山に登るということ

今月初めに、年一回、恒例の登山に行ってきた。友人と三人、毎年今年は○○の山に登ろう、ここなら縦走ができるかも、などと言いながら計画する。今年は長野と群馬、新潟の三県にまたがる白砂山(しらすなやま)に登ることにした。標高1500m付近にある登山口から2138mの山頂を目指す。登山道を片道6.5km歩く。平均斜度5度。

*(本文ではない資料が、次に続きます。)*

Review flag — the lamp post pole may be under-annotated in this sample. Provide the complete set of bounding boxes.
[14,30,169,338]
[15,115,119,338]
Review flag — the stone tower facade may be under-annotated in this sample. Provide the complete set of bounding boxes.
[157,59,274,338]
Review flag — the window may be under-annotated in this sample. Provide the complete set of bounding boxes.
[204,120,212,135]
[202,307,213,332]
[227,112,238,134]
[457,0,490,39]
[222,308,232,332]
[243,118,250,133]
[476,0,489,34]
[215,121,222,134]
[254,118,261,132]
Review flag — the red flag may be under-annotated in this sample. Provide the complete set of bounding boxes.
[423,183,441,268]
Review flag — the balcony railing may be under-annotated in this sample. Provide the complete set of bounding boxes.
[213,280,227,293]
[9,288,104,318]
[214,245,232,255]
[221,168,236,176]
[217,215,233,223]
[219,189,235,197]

日帰り登山だから担いでいくのは衣類と食事、水くらい。途中水場があるから補給もできる。リュックにまとめて5kgほどの荷物になるか。登りは楽しい。筋肉を使って黙々と登っていけば良い。数年前、角度の急な山に登頂できなかった反省から、力を抜き筋肉を休ませながら歩く。息の上がるような登り方をしない。

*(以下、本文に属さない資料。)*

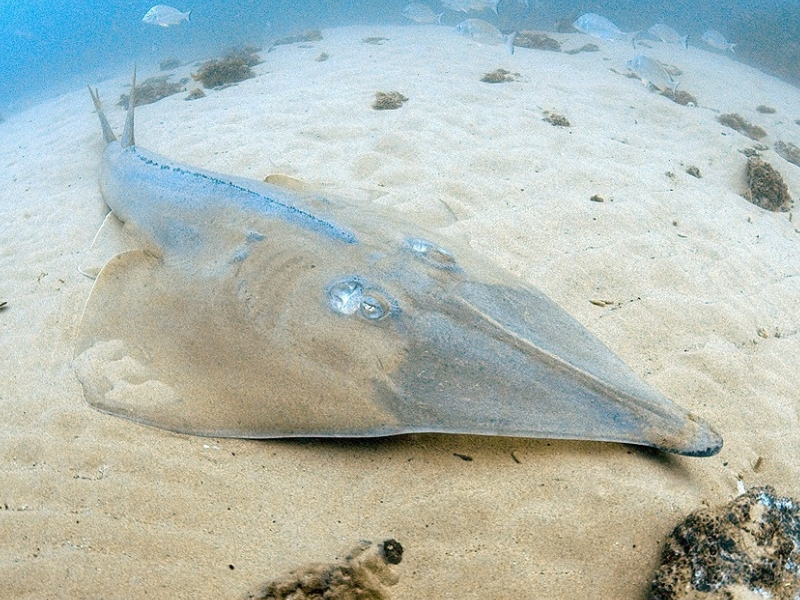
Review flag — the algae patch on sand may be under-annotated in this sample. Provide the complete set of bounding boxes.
[192,46,263,89]
[118,75,185,108]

白砂山は堂岩山(どういわさん)の先にある。途中南下すれば八間山(はちけんさん)へ行くこともでき、2000m級の三山を縦走することができる。登りはじめて2時間、堂岩山(2051m)の山頂に着く。まだ森の中で(森林限界を超えていない)眺望はないが20平米ほどの広さがある。水場に下りていくこともできるから、ここにテントを張って(泊まり)縦走することもできることが判る。少し進んで堂岩分岐に着く。ここを南下すれば八間山(1934m)へ行くこともできる。眺望が開け、白砂山頂までの稜線が見える。あぁ、この風景を眺めるために登って来たのだ思うくらい素晴らしい。

山頂が見える稜線を3kmほど歩く。360度見渡す限り山の海である。最後の登りがきつい。14時登頂。でも登りやすい山だと思う。30分ほど食事を摂って休む。担いで上がってきた食事のほとんどを食べてしまう。夕方までに下れば良いのだ。14時30分、下山開始。この時間だと八間山を回る縦走は無理だなと思う。日が暮れるまでに下山しなければならない。登りが比較的楽だった分、下りがきつい。往路で下りだったところは復路登らなければならない。

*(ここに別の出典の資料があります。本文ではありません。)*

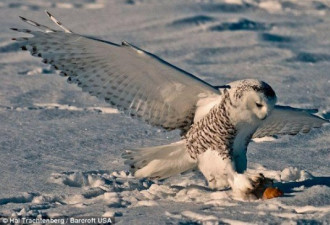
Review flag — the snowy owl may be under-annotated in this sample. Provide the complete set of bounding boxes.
[12,11,328,199]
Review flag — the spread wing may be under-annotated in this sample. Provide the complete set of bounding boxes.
[12,11,220,131]
[253,105,328,138]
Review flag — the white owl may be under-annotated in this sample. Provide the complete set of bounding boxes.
[12,12,328,199]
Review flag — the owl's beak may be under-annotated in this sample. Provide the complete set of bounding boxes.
[260,112,268,120]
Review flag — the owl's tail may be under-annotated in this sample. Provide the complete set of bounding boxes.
[122,140,197,180]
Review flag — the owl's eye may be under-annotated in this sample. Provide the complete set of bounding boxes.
[256,103,263,108]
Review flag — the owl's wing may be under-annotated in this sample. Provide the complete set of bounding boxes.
[252,105,328,138]
[12,12,220,131]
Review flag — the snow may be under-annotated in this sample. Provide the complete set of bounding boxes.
[280,167,313,182]
[0,0,329,224]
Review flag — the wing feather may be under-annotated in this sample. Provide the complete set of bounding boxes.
[253,105,328,138]
[12,13,220,131]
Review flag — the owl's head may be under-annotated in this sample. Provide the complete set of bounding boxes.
[227,79,277,122]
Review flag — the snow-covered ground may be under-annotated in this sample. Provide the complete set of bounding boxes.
[0,0,329,224]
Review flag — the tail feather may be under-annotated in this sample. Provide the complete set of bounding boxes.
[122,141,197,180]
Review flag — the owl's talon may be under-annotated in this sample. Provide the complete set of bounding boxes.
[248,173,273,199]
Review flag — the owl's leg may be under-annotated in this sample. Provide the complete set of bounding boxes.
[197,149,272,199]
[197,149,233,190]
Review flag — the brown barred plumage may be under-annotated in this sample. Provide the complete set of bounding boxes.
[185,90,237,160]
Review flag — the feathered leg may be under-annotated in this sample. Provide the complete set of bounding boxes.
[197,149,272,199]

16時30分、2時間歩いても復路の半分まで来た気がしない。初め1kmほどのところにあった二本の沢になかなか着かない。17時30分、登山靴の中の爪先が痛くなり、膝も痛くなってくる。下りの膝の痛みは必須だが、いつまで歩けば良いんだという思いと相乗してつらい。17時、日没。ヘッドライトを頼りに二つの沢を渡る。17時30分、下山。我々が駐車場に残る最後の車だった。

なぜ山に登るのか。2千メートルほどの日帰り登山だから大したことは語れないが、仕事することに似ている気がする。登山道に入れば登ることに何の迷いもない。黙々と登ること。そして安全に下ってくること。地図やコンパス、高度計を用意して自分がどこまで登ってきたのかが判ると良い。一人で登ることを趣味にする人もいるが一緒に登る友人がいると楽しい。我々は麓に温泉のある山へ登ることにしているが、温泉にせよ食事にせよ付随する楽しみが何かあると良い。数週間が過ぎてもう、来年どの山に登るかを考え始めている。